Największym wrogiem Janusza Radgowskiego na drogach Słowacji – poza narastającym zmęczeniem – jest wiatr, który chwilami wieje mu raz z boku, innym razem prosto w twarz. Na szczęście nasz maratończyk podczas swej wyprawy „Każdy ma swój Mount Everest” może liczyć na wsparcie wielu życzliwych ludzi.

Cieszę się, spotykając na trasie tak wielu wspaniałych ludzi, którzy mają otwarte serca – mówi Janusz Radgowski. – Swoją miłością i życzliwością rozwalacie system.

Etap 34., który rozpoczął się w miejscowości Senec, a skończył w Hlohovcu, liczył 47 kilometrów. Janusz wystartował spod Hotelu „Zatoka”, w którym spędził noc dzięki wsparciu ambasady RP w Bratysławie. Zapowiadał się ciepły dzień, a temperatura miała sięgać 27 stopni w cieniu. Okazało się jednak, że nasz maratończyk zmagał się nie tyle z temperaturą, co z ostrym, bocznym wiatrem. W Trnavie zatrzymał się pod drzewkiem, które podobno słucha składanych przy nim próśb. A gdy ruszył w dalszą drogę, musiał zmagać się z wiatrem wiejącym mu prosto w twarz. W końcu jednak zdołał dotrzeć do mety etapu.

Kolejny, 35. odcinek, ze startem w Hlohovcu i metą w Beckovie, liczył aż 50 kilometrów. Janusz ruszył na trasę, mając za sobą noc, która upłynęła pod znakiem bólu mięśni. Na szczęście rano prawie wszystko było już w porządku… – Wiatr i tym razem chciał pokazać, że ma coś do powiedzenia, wiejąc prosto w oczy – mówi nasz maratończyk. – Mijając miejscowość za miejscowością, nie chciałem myśleć o bólu, ale przeć do przodu. A widok kwitnącego rzepaku przypominał mi o Polsce, dzięki czemu zapominałem o zmęczeniu.
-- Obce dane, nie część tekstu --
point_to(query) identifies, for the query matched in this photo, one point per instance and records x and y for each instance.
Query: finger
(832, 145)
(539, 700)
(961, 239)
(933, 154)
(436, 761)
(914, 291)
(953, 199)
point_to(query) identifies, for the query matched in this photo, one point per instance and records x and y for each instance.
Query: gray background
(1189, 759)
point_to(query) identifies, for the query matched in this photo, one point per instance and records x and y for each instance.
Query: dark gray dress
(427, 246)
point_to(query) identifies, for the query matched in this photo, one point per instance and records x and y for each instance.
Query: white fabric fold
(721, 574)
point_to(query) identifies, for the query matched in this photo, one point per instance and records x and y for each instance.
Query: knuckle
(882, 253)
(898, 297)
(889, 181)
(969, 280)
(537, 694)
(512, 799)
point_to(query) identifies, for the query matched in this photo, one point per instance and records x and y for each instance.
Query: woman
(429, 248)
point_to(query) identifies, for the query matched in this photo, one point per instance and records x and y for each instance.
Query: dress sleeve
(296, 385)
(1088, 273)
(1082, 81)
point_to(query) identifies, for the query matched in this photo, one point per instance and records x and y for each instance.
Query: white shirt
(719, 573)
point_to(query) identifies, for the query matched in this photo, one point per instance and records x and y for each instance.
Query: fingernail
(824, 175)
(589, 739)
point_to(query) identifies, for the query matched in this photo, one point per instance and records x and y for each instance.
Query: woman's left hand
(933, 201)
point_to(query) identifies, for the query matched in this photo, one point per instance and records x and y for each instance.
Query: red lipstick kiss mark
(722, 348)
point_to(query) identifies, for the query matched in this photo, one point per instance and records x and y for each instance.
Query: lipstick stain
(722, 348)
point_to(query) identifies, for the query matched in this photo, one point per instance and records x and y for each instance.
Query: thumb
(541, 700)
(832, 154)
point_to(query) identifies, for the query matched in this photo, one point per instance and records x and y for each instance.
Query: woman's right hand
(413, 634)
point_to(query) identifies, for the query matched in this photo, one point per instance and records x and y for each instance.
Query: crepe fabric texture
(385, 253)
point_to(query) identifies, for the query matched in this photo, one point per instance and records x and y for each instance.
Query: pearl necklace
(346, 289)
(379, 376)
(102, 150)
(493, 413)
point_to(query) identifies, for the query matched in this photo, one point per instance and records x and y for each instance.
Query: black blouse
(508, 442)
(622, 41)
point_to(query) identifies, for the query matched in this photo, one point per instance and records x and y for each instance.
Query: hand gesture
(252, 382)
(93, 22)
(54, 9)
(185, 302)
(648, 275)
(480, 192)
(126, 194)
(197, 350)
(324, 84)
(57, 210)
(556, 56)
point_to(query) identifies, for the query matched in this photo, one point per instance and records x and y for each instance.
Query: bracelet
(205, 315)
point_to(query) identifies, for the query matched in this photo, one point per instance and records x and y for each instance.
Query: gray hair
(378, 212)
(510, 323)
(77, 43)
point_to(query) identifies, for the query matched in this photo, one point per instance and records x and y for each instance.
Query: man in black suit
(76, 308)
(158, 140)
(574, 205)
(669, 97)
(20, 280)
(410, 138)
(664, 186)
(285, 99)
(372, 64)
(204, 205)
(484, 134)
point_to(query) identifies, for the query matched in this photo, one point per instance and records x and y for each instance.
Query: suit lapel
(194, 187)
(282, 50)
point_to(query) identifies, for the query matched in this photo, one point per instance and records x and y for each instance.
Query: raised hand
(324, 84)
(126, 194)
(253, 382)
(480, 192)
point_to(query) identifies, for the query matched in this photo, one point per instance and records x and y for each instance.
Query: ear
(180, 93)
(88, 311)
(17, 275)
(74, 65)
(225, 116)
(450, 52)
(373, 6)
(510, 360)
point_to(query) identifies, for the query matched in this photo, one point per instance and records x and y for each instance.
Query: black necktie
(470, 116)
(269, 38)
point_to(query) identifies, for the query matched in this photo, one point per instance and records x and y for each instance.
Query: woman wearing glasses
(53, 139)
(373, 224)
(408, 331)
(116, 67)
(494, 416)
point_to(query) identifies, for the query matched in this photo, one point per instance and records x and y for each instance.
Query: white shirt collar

Przed startem do 51-kilometrowego etapu Beckov-Beluša Janusz Radgowski spotkał się z miejscową młodzieżą, która koniecznie chciała poznać szczegóły jego wyprawy i dowiedzieć się czegoś o Klaudusi Kamińskiej. Kiedy w Trencinie okazało się, że na Słowacji też jest Polonia, były chwile wzruszeń i trudnych do ukrycia emocji. A przed metą – to, co Janusz lubi najbardziej, czyli kolejne spotkanie z grupą kolarzy.